Mais alors que tout le monde quittait ces lieux, je suis resté là. Parfaitement endormi. C'était plus qu'étrange. Cela m'arrivait d'être le dernier, mais je commençais à me réveiller avant que tout le monde ne le soit totalement.

-Hé! j'ai crié dans le vide. Le gars qui s'amuse à nous envoyer ici! Tu m'as oublié!

Quelques secondes sont passées, et j'attendais toujours aussi impatiemment ma réponse. Qu'est-ce qu'il se passait. Je voulais partir, je ne souhaitais pas rester dans ce monde sinistre.

-En es-tu sûr? me répondit une voix dans mon dos.

J'ai fait volte-face. Un homme masqué plutôt grand, en complet noir, me faisait à présent face.

-Qui êtes-vous? j'ai demandé, mon taux de panique au niveau maximum.

Je me suis mis en position de garde et j'ai saisi l'épée qui était accroché dans mon dos.

-Tu n'as pas une petite idée? dit-il d'un ton malicieux.

Bien-sûr que je le savais, je gardais simplement un minimum d'espoir. Il fallait être légèrement stupide pour ne pas le comprendre, ou vraiment fatigué.

-Que me voulez-vous?

-Simplement marchander.

Je rêvais ou ce type l'avait vraiment dit sur un ton calme et serein. Comme si la situation était courante et normale. Aller au supermarché, c'est normal. Séquestrer quelqu'un dans ses rêves et lui proposer ensuite un marché, ça, ce n'est pas normal.

-Je n'ai rien à dire à un psychopathe, sans vouloir vous offusquer.

Il se mit à rire. C'était étrangement terrifiant et malsain.

-Non, tu ne m'offusques absolument pas, mais je pense que tu es le choix idéal pour la suite, mon garçon. Tu es Grey, ou plutôt gris. Tu n'as rien de gentil, mais tu n'es pas foncièrement mauvais. C'est pourquoi je te propose un marché.

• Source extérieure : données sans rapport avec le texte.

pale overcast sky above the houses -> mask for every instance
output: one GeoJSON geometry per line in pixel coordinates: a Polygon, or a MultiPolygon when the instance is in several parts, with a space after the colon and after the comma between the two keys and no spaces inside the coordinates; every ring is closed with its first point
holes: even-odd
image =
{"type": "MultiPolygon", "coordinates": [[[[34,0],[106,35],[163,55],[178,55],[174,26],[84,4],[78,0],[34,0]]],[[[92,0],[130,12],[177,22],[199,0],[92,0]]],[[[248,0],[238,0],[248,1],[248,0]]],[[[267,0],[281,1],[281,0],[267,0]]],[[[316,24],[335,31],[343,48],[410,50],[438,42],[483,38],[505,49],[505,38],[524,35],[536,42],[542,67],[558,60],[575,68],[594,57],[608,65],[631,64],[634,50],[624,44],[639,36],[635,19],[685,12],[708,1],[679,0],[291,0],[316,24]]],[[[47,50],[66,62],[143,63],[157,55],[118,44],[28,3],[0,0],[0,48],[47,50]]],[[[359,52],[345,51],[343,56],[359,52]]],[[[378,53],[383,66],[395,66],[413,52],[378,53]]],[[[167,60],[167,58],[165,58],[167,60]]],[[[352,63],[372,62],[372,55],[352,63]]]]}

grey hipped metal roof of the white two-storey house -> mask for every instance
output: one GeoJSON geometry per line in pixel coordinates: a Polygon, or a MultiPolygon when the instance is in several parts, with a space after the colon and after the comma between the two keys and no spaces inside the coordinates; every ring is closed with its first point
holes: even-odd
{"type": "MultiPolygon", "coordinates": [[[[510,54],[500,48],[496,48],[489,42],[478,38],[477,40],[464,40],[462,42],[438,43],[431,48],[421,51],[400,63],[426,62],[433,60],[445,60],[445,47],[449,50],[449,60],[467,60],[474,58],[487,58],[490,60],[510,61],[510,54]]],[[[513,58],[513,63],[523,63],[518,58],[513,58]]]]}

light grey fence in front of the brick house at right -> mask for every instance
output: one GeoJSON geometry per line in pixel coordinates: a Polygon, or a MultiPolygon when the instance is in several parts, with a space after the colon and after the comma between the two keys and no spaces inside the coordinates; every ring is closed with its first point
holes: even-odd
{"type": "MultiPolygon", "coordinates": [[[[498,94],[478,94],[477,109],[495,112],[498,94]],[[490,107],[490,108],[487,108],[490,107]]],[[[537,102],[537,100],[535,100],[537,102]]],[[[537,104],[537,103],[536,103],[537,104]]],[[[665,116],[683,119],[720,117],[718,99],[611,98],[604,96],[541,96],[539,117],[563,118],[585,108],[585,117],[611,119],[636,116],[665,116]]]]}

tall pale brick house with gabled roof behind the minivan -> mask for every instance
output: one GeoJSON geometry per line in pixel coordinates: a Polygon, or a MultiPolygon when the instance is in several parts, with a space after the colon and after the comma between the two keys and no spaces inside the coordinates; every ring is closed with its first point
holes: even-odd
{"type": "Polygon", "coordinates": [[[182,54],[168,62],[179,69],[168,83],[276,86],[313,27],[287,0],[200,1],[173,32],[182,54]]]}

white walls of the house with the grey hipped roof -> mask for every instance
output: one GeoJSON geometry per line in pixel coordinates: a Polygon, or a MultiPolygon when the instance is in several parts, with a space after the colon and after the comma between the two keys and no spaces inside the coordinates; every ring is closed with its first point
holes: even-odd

-Qu'avez-vous à me donner en échange, hormis ma liberté. Ce dont je doute profondément.

-Peut-être... Ta survie garantie. Si tu suis ce que je te dis, je ferai en sorte que tu restes en vie. Mais je préserverai aussi, celle de ta chère Lucie.

Là, ok. C'est vraiment tentant. Qui pourrait dire non? Il me promettait ma survie ainsi que celle que j'aime.

-Qu'est-ce que je dois faire?

-C'est très simple.

Après seulement quelques courtes explications, je finis par trancher plutôt facilement.

-J'accepte le marché.

-Alors à plus tard Grey.

Il me poussa violement dans le vide de la falaise derrière moi. J'ai hurlé, avant de me réveiller en retard, et en sursaut.